Category Archives: Ultralight

Bleach as Backpacking Water Purifcation

You’ve probably got a jug of bleach next to the washer. Next time you’re packing for a trip, don’t forget to toss it in.

Okay, well, maybe not the whole thing.

Turns out, ~5 drops of non-fragrant all purpose bleach can purify a liter of water.

I heard rumors floating around on several internet forums of bleach being used as a cheap chemical water purifier. My first impression, as might be yours, was less than optimistic.

After some research (look for yourself) I found several reputable sources indicating that bleach is indeed a safe chemical purifier. Used in the proper ratios it’s absolutely acceptable.

I use an old saline eye dropper bottle (about an ounce) from which I have removed the label and written “Bleach” in large block letters. I keep it in a homemade shoulder strap pouch for super quick access.

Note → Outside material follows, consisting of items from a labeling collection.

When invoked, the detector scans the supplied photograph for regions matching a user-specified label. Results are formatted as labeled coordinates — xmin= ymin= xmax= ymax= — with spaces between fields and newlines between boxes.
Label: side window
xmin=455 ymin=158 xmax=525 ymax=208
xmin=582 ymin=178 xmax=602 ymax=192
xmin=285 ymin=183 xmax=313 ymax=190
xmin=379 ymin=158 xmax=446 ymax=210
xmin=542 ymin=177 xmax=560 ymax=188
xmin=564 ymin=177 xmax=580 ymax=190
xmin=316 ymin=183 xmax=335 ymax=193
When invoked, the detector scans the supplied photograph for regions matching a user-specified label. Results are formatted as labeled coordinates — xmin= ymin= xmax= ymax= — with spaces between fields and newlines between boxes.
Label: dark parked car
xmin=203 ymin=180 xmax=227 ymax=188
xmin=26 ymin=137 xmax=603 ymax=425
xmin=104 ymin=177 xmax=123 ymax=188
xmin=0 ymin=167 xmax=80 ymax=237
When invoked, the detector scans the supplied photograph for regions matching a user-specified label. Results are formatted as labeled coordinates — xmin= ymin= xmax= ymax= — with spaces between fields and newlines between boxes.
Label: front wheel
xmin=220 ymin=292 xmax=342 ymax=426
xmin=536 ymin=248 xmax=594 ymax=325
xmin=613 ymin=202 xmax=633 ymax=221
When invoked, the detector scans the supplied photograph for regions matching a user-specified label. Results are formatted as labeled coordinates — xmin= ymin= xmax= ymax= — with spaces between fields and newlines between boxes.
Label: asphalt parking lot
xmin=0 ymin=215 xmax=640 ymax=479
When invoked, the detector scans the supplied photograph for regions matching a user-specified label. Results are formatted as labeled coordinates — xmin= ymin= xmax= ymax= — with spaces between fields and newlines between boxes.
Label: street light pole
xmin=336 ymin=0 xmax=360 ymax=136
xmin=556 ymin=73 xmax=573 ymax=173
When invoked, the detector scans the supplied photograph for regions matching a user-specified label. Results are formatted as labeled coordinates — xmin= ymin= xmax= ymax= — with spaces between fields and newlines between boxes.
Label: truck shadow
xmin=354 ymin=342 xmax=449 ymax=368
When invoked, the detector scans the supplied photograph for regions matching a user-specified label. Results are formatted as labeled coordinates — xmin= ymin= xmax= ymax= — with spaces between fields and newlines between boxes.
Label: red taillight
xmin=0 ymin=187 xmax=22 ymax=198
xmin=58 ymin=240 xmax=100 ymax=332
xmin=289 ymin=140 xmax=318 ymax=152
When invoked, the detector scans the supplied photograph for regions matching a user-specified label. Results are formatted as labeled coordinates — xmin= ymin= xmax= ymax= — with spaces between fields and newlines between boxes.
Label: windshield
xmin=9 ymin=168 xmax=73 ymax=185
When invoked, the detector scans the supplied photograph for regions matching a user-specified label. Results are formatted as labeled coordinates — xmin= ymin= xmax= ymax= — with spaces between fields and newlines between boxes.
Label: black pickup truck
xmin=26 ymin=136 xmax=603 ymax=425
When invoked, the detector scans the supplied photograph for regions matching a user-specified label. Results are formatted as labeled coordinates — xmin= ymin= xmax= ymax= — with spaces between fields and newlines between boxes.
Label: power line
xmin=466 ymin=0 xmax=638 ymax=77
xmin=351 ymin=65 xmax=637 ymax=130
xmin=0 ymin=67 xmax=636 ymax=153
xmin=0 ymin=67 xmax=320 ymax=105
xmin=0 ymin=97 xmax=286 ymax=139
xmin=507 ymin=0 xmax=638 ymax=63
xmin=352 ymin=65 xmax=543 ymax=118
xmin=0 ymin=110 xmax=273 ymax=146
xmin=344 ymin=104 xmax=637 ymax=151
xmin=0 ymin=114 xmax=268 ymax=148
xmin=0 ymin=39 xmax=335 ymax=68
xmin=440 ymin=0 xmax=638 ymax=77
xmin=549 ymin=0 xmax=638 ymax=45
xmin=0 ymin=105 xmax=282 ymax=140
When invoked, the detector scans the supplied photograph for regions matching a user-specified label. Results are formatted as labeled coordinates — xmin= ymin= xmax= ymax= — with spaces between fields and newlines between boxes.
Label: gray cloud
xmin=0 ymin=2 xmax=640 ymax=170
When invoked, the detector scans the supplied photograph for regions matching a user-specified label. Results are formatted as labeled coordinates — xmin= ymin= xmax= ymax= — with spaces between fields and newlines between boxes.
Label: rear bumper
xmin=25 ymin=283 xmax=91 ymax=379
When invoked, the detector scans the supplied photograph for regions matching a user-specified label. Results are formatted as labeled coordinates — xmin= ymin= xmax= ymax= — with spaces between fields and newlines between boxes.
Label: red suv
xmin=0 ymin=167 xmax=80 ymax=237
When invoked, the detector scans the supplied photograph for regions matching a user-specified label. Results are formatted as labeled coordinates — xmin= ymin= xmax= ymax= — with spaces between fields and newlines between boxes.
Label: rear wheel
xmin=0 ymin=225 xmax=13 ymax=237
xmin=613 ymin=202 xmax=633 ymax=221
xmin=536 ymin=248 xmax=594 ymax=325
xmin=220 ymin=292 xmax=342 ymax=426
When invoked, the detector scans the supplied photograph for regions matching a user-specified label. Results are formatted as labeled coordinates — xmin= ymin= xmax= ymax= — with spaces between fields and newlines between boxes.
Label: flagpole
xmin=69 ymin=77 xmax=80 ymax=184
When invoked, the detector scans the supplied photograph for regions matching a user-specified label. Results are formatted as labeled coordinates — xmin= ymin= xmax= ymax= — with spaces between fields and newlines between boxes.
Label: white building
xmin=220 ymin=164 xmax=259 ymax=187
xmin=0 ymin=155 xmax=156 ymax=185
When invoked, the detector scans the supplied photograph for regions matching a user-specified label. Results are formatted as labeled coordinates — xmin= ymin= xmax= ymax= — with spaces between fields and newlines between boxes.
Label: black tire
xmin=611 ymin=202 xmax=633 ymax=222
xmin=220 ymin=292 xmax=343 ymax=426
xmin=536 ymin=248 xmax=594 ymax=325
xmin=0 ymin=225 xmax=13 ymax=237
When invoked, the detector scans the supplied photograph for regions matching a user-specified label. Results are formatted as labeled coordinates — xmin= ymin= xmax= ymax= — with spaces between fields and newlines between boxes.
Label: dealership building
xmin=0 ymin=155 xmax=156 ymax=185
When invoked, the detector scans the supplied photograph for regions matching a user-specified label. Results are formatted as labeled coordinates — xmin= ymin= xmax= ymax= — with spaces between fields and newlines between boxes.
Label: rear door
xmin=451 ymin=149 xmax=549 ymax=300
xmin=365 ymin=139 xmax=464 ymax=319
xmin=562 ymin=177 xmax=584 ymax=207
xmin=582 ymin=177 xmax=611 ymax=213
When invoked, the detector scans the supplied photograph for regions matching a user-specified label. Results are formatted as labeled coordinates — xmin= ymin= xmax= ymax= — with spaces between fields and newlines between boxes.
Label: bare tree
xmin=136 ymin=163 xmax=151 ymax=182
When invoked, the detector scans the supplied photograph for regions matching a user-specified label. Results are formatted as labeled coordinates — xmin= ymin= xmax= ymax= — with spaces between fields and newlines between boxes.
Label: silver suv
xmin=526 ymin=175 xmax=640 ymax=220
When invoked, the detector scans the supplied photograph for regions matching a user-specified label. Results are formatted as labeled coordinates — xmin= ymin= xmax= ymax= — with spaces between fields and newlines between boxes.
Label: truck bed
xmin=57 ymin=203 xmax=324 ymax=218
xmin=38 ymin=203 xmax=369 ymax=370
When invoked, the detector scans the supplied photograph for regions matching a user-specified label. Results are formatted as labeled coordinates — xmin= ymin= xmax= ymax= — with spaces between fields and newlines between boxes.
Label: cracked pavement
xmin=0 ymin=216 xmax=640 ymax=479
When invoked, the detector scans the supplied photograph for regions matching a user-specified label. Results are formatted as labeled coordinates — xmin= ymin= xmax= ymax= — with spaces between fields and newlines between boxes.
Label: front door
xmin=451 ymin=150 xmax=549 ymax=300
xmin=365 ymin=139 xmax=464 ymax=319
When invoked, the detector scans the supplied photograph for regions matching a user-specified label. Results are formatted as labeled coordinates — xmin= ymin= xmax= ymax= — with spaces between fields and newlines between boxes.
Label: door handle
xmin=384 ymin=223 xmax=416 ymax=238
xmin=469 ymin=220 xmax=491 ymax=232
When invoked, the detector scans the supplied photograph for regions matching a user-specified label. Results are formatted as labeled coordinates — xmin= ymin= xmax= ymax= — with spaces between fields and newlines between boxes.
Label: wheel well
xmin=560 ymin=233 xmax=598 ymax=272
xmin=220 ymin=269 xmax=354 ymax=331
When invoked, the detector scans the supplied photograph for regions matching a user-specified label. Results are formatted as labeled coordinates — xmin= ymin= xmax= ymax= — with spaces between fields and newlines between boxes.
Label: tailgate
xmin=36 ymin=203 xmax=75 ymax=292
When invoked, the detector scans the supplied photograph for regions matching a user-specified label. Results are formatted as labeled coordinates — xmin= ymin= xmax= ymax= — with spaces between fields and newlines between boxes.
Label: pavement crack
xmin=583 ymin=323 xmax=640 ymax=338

Let’s talk about when bleach won’t work.

Bleach won’t work effectively if there is sedimentation in your water. Microbes can hide in the microscopic cracks in the debris suspended in the water, making it less likely that bleach will effectively neutralize the harmful little bugs. Filter visibly dirty water first, then use your bleach (I’d use an extra drop or two per liter to increase the likelihood of thorough purification).

Bleach will not filter out chemical contaminants. If you’re filling up from the cooling pond of a nuclear reactor, bleach won’t help you. If you’re filling up down stream of an industrial plant that is leeching chemicals into the ground water, bleach won’t help you.

Bleach is an awesome option if you’re currently using AquaMira. I have always been a huge proponent of AquaMira, and they make an excellent product. In lieu of this most recent discovery, however, I must say that my current recommendation for any backpacker purifying non-stagnant and non-sedimented water sources is bleach.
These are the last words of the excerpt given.